Soils under reduced
conditions have a high Eh value, and oxidized soils have a low Eh value. Reduced
conditions often occur in water-logged soils while aerated soils are under oxidizing
conditions. Oxidation and reduction (redox) reactions occur simultaneously in the soil-water system. A redox reaction can be considered a pair of coupled half-reactions, namely a half-reaction of oxidation and a half-reaction of reduction. Both half reactions involve the transfer of electrons between the chemical species in the system. The half-reaction of oxidation results in a net loss of electrons from one species, and the half-reaction of reduction a net gain of the same number of electrons by another species. The species losing electrons in the half-reaction of oxidation is the reducing agent since it causes reduction of the other species. Similarly, the species gaining electrons in the half-reaction of reduction is the oxidizing agent since it causes oxidation of the other species. For example in the two half-reactions:
Zn(s) => Zn2+(aq) + 2e-
Cu2+(aq) + 2e- => Cu(s)
Zn(s) is oxidized and causes reduction of Cu2+(aq) and therefore is the reducing agent. Cu2+(aq) is reduced and causes oxidation of Zn(s) and therefore is the oxidizing agent. It is clear that if these half-reactions were reversed these roles would be reversed.
The readiness with which a species gains electrons in a half-reaction of reduction is measured by the Standard Reduction Potential (Eh°) in volts. The higher the Eh° value the more susceptible the species is to being reduced. A half-reaction of reduction with a given Eh° value can therefore be coupled to another half-reaction of reduction with a lower Eh° value to form a redox pair. The Eh of the redox pair is the difference of the Eh° values of the two half-reactions of reduction. For example, for
Cu2+(aq) + 2e- => Cu(s) , Eh° = +0.34 V
Zn2+(aq) + 2e- => Zn(s) , Eh° = -0.76 V
The Eh of the redox couple is +0.34 V - (-0.76 V) = + 1.10 V. The positive value indicates that this reaction will occur spontaneously.
Elements often exist in more than one oxidation state in soils. The oxidation state of these elements depends on the redox status in the soil or the amount of electrons available in the soil.
Soils under reduced
conditions have a high Eh value, and oxidized soils have a low Eh value. Reduced
conditions often occur in water-logged soils while aerated soils are under oxidizing
conditions.
Fixation of elements in the soil depends on the Eh and pH of the soil. Eh-pH diagrams can provide information on the potential fixation of elements in the soil. From these diagrams one can estimate if soil conditions are conducive to fixation. Caution must be taken when apply these diagrams directly to a soil system. The Eh that is observed in the soil is also influenced by water content of the soil, oxygen concentration in the soil, and soil pH. It may be necessary to create diagrams that directly relate to a specific soil system.

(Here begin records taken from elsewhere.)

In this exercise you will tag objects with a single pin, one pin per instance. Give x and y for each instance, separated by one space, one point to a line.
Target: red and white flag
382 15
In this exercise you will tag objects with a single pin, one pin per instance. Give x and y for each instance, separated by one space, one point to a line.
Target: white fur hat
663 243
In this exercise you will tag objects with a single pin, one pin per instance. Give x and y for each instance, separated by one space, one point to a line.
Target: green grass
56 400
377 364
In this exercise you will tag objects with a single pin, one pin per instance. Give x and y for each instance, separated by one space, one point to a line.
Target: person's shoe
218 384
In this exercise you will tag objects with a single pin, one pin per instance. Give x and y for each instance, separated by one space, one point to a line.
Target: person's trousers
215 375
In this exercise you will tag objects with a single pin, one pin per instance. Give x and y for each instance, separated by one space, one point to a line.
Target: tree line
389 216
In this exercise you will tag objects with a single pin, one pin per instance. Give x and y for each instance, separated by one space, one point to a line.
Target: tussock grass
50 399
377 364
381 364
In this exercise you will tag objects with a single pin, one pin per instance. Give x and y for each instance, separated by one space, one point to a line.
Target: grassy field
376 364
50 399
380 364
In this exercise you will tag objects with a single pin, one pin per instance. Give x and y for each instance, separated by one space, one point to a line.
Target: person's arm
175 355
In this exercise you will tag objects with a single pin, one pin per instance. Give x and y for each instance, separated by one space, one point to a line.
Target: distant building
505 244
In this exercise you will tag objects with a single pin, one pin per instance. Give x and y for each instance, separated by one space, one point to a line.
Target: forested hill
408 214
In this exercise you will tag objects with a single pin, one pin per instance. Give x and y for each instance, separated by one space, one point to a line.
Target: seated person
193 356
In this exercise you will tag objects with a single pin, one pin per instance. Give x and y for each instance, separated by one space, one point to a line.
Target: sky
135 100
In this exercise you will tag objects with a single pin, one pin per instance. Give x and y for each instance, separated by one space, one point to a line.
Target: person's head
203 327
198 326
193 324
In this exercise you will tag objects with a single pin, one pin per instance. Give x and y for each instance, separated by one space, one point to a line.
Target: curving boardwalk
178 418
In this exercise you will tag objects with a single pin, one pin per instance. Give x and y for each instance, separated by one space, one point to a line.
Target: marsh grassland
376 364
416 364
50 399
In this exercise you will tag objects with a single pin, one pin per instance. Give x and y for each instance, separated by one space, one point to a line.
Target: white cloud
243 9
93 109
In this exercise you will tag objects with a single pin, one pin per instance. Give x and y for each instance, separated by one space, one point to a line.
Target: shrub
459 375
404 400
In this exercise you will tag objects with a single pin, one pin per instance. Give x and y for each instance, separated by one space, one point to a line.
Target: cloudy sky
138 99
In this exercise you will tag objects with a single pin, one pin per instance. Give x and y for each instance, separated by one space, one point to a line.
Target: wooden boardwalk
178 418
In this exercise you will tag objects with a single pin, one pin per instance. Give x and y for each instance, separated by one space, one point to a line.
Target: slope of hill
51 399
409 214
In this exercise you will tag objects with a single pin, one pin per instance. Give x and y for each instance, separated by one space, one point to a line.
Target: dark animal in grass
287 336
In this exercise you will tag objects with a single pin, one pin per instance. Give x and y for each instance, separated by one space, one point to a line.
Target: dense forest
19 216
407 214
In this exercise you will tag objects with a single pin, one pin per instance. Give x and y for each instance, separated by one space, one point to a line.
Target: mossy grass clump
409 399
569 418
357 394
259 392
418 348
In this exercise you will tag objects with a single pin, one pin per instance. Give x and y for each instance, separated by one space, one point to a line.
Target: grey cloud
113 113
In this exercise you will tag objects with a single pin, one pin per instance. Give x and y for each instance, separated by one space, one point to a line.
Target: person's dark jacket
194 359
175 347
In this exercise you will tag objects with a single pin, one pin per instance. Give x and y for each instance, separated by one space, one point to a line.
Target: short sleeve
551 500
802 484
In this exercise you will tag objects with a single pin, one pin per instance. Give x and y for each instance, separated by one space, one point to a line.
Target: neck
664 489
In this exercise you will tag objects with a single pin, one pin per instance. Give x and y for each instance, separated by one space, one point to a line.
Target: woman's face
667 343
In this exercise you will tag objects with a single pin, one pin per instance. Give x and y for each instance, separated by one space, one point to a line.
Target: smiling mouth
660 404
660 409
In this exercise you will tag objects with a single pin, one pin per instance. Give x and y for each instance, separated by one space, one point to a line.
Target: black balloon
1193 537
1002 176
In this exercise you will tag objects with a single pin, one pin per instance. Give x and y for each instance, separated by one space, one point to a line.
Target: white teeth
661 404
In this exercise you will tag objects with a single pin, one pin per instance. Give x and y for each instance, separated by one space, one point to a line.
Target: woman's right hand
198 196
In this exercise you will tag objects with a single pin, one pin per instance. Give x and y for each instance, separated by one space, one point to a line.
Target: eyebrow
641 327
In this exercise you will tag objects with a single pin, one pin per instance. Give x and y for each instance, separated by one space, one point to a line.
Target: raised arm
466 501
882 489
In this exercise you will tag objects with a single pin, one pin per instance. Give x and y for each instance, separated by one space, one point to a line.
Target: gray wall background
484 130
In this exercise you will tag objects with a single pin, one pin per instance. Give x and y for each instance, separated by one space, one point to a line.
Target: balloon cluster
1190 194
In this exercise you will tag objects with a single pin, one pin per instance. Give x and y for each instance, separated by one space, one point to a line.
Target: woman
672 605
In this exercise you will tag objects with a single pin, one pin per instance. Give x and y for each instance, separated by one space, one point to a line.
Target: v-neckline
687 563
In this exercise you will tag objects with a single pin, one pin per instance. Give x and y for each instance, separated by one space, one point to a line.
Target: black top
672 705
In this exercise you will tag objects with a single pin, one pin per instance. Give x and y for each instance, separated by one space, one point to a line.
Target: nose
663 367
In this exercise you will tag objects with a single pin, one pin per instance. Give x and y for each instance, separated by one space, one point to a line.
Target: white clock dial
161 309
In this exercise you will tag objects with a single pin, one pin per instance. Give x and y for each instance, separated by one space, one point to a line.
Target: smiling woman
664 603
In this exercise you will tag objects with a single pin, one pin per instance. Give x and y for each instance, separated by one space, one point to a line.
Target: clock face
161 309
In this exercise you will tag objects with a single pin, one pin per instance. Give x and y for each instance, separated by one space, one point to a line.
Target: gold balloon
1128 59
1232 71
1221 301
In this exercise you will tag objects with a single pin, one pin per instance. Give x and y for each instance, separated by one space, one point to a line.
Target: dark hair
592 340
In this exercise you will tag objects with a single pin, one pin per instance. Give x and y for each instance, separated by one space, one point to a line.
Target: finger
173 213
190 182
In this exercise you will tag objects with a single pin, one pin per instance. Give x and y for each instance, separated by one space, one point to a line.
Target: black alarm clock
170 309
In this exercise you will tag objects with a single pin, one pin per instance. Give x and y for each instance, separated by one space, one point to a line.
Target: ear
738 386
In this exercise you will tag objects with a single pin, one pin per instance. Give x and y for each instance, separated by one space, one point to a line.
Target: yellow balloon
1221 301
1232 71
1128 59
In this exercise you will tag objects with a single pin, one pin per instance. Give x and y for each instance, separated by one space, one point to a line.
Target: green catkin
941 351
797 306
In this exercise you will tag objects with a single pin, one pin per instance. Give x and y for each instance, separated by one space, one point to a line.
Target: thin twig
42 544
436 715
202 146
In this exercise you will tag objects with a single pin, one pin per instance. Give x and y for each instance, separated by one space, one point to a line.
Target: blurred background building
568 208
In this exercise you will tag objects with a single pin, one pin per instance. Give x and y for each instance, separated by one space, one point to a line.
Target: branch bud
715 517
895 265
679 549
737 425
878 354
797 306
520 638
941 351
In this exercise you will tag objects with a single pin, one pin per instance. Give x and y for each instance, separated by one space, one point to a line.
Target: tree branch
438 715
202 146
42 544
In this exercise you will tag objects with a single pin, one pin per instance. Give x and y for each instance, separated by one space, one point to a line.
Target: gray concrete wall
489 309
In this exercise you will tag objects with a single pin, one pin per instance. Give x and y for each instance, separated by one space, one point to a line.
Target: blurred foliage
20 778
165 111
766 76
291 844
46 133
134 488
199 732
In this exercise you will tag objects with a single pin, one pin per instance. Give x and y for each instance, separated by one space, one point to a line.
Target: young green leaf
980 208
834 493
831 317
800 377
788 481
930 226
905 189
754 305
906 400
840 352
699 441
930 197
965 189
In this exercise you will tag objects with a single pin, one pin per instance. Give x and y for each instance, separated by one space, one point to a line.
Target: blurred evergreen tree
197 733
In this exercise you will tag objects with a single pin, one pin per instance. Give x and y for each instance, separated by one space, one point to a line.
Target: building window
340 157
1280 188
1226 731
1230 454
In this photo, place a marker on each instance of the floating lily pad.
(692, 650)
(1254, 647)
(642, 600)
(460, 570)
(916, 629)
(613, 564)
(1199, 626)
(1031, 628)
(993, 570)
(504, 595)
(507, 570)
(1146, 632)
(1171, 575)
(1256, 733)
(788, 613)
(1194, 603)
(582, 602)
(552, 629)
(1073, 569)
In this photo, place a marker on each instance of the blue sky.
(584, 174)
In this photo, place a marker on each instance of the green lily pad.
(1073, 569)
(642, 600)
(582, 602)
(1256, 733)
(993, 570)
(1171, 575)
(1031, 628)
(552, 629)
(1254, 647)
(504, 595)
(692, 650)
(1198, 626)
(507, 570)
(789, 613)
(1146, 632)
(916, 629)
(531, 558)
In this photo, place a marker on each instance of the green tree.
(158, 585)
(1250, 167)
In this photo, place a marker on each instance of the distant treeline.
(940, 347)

Figure 1: Eh-pH Diagram for Chromium-Water System at Standard State Conditions. Source: Dragun
Redox reactions can be important in altering the mobility and toxicity of inorganic and organic contaminants.
In saturated soils, oxygen is quickly depleted and microbes must utilize the next most favorable electron acceptor. Under these conditions, Mn and Fe-oxides are reduced to Mn2+ and Fe2+. As favorable electron acceptors are depleted, sulfate, SO42- is reduced to sulfide. Pollutants, especially heavy metals will precipitate out with sulfide causing them to no longer be soluble.
Chromium (Cr) can exist in the soil as Cr(III) which is stable and innocuous and Cr(VI) which is mobile and harmful. Mn(III/IV) naturally oxidizes Cr(III) to the toxic Cr(VI). Ferrous iron (Fe(II)), FeS and soil organic matter all have the capability to reduce Cr(VI) to the more stable Cr(III).
Plutonium exists in the +3 and +6 oxidation states. Pu(III) can be oxidized to the toxic and mobile Pu(VI) by Mn-oxides.
Mn-oxides can oxidize As(III) to the less toxic As(V).
Mn-oxides may also catalyze the oxidation of Co2+, Co3+, Cu2+, Ni2+, Ni3+, and Pb2+.
Organic contaminants can be naturally degraded by redox reactions. Mn and Fe-oxides can oxidize aromatic pollutants. The degradation depends on the electron donating power of the functional groups found on the aromatic ring. The greater the electron donating power, the easier they are oxidized.